I’m being a little misleading here. “License to Steal” is not really a “story” so much as a social science analysis of Medicare Fraud in the US. On the other hand, Sparrow does an excellent job of getting across the “story” in this analytical work. He makes a chilling case that fraud is costing the US billions and billions of dollars in the Medicare system. He reveals how ridiculous it is to believe that new technology and information systems are going to be able to make a dent in this fraud. In fact, he argues that the more automatic the payments systems are, the easier it is for criminals to test and game the system. It is like a huge computer game – send false claims to see which ones get rejected and which ones get accepted, then cash in on the successful strategies.

To show how important it is to use “intelligence” (in the human sense of that word!), he tells the story of a small insurance company that has a team of workers reviewing claims. One scam was uncovered because someone noticed that a large number of prescription claims were being submitted and that none of them were folded (9 times out of 10, men will fold a prescription form and put it in their breast pocket before filling it). A computer could never have discovered that because – well – because keypunch data doesn’t get folded.

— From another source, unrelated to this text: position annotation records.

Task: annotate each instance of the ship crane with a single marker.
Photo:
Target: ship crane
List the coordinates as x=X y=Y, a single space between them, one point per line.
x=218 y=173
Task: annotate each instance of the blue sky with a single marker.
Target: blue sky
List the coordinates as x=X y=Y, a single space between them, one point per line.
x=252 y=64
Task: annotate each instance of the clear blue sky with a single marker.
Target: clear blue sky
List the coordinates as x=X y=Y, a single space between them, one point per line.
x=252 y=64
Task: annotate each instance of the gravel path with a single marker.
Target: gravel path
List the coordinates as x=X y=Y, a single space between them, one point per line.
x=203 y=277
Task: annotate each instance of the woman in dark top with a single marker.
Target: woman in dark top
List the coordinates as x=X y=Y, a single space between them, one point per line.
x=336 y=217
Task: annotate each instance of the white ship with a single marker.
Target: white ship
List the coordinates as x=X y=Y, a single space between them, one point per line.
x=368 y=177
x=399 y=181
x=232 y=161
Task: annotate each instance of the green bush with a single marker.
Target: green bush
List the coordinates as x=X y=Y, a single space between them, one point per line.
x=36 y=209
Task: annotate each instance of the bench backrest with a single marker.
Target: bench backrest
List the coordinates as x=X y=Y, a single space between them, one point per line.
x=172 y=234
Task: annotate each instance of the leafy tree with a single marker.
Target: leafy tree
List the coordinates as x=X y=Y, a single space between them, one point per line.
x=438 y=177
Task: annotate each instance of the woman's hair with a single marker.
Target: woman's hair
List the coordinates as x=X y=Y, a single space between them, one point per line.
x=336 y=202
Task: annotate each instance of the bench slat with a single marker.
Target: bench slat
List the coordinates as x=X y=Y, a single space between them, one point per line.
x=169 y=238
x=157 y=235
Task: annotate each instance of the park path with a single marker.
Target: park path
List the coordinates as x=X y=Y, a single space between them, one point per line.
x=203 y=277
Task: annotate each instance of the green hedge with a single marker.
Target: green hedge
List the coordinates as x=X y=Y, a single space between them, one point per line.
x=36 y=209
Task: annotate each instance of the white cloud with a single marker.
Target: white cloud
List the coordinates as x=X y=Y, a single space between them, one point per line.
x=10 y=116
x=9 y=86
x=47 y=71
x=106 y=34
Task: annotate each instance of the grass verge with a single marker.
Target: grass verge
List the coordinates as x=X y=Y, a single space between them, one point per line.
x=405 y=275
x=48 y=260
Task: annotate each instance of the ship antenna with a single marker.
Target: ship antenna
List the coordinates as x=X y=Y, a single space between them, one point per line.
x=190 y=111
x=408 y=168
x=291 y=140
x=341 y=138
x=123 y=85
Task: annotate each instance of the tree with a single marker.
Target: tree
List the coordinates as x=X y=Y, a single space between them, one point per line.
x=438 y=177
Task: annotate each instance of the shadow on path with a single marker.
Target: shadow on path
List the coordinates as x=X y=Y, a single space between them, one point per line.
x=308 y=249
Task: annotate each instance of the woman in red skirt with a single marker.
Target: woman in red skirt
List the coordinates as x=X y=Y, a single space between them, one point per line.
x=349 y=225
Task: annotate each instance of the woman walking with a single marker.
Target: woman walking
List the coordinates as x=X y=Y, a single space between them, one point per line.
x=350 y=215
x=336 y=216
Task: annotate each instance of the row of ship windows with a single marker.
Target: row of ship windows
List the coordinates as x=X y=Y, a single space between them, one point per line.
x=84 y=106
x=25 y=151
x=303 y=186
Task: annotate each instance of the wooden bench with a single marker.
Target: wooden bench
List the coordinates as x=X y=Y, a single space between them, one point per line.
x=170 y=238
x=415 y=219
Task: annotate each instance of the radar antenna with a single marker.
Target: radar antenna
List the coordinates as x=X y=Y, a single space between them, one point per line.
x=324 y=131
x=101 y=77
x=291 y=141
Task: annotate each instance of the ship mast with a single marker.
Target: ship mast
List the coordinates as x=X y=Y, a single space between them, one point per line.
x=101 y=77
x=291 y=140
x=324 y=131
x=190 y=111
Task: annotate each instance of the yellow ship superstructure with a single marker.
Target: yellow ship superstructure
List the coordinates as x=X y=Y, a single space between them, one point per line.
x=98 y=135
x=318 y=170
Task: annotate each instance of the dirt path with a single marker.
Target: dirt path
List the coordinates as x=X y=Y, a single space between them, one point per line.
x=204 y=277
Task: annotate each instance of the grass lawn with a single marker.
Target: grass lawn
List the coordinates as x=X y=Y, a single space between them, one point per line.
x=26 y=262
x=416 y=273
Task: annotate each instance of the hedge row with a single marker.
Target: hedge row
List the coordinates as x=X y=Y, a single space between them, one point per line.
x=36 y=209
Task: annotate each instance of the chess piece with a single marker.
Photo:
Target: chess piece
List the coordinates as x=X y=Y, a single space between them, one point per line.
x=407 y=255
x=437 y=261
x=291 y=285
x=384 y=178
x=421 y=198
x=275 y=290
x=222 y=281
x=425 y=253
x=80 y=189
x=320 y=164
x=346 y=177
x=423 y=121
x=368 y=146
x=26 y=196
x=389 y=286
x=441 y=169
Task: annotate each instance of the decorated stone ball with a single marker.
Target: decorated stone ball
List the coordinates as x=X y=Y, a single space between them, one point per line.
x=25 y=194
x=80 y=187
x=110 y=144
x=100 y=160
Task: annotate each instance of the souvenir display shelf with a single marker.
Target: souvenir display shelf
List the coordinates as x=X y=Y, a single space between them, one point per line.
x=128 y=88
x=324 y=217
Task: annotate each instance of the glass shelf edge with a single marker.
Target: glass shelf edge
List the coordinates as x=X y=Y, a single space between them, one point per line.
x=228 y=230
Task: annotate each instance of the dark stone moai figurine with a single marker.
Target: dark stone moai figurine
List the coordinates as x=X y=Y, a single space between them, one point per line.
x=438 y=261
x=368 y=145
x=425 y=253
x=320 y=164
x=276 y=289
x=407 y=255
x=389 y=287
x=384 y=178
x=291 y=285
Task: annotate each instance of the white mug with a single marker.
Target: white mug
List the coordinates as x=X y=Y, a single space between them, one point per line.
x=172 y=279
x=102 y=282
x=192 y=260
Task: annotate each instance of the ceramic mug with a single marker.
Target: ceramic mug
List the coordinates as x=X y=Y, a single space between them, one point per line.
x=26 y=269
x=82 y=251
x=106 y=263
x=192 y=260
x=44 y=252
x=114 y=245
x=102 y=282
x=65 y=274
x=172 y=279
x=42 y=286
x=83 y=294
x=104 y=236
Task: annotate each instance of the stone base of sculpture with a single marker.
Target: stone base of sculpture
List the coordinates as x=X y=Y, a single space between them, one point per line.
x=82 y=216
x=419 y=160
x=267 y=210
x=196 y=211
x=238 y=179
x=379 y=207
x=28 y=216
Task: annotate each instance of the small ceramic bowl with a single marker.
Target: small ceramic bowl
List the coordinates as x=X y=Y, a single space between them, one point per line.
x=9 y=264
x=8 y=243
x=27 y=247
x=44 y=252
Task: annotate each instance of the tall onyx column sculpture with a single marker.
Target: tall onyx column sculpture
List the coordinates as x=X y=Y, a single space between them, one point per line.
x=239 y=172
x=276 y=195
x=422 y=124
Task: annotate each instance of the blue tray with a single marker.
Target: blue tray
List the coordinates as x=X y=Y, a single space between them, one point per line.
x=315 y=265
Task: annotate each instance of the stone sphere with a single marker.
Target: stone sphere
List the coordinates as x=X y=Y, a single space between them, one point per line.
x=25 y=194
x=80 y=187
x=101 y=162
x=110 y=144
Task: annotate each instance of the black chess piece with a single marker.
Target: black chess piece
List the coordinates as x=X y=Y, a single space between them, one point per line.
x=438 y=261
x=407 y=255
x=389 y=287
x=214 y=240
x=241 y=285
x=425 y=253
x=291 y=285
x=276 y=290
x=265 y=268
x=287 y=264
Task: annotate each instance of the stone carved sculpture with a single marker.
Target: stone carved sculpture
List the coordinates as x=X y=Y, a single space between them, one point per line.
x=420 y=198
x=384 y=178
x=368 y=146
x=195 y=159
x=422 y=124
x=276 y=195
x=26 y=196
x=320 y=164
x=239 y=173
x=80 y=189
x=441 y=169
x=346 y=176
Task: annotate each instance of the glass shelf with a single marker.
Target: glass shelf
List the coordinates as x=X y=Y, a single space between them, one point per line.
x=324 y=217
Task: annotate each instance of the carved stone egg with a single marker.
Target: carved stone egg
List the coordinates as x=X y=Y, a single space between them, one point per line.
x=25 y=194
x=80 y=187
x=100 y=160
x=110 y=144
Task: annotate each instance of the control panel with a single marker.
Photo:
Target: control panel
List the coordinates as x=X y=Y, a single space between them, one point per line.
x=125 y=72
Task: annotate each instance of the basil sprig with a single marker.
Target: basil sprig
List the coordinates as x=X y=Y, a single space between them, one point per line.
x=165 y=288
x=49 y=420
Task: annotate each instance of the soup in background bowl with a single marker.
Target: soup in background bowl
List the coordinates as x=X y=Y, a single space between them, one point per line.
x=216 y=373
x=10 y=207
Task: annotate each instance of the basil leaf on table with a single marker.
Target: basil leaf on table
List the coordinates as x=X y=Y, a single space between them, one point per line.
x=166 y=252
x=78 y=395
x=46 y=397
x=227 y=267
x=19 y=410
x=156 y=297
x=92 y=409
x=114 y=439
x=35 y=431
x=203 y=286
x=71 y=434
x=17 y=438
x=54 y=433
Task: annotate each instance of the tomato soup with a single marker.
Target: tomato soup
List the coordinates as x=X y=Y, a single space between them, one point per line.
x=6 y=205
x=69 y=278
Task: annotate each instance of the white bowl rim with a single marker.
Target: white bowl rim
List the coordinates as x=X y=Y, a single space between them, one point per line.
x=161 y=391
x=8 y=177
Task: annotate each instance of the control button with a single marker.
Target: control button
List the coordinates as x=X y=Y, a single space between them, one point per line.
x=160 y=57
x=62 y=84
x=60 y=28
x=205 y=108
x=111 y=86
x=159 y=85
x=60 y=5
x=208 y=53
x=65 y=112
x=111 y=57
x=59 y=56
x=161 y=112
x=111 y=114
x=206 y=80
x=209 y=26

Another chilling point is that the ‘return’ to insurance companies and the government for investigating fraud is always positive and large. So where are the hardnosed CEOs that want to maximize the return on investments? How much of the US’s excessive healthcare spending is due to mafia-like bleeding of the Medicare system? We’ll never know until someone in public policy heeds Sparrow’s call for a study that systematically samples and verifies Medicare claims. Imagine what we might find.
Profile Image for Leslie.
383 reviews10 followers
January 17, 2011
The small number of people who have read this book on goodreads probably indicates the poor visibility of, and interest in, the problems of healthcare fraud in the U.S. The book is more than a decade old and there is no telling what changes have occurred. Nonetheless, it provides a chilling look at the myriad ways that the healthcare system is vulnerable to abuses. It emphasizes the importance of the undetected burden of fraud--the total costs of healthcare fraud have amounted to as much as $500 billion dollars a year in 2000, of which only a small fraction was detected and an even smaller fraction was recovered. It also demonstrates the ways that patients can be materially harmed--less frequently by the overutilization promoted by fee-for-service structures, and more frequently by the underutilization potentiated by managed care. Finally, it analyzes the systematic underfunding of fraud control efforts, important gaps in the ways they currently operate that leave them exposed to the most lucrative forms of fraud, and potential ways to identify needs. Human abilities to detect unusual patterns in data are important and should be supported by the increasingly powerful disciplines and technologies available for analyzing data.

Considering the vast landscape of abuse portrayed, and the numbers and networks of powerful people involved, some of the inflammatory reactions to healthcare reform efforts may be effective lobbying to maintain easy access to giant streams of money to be dishonestly acquired.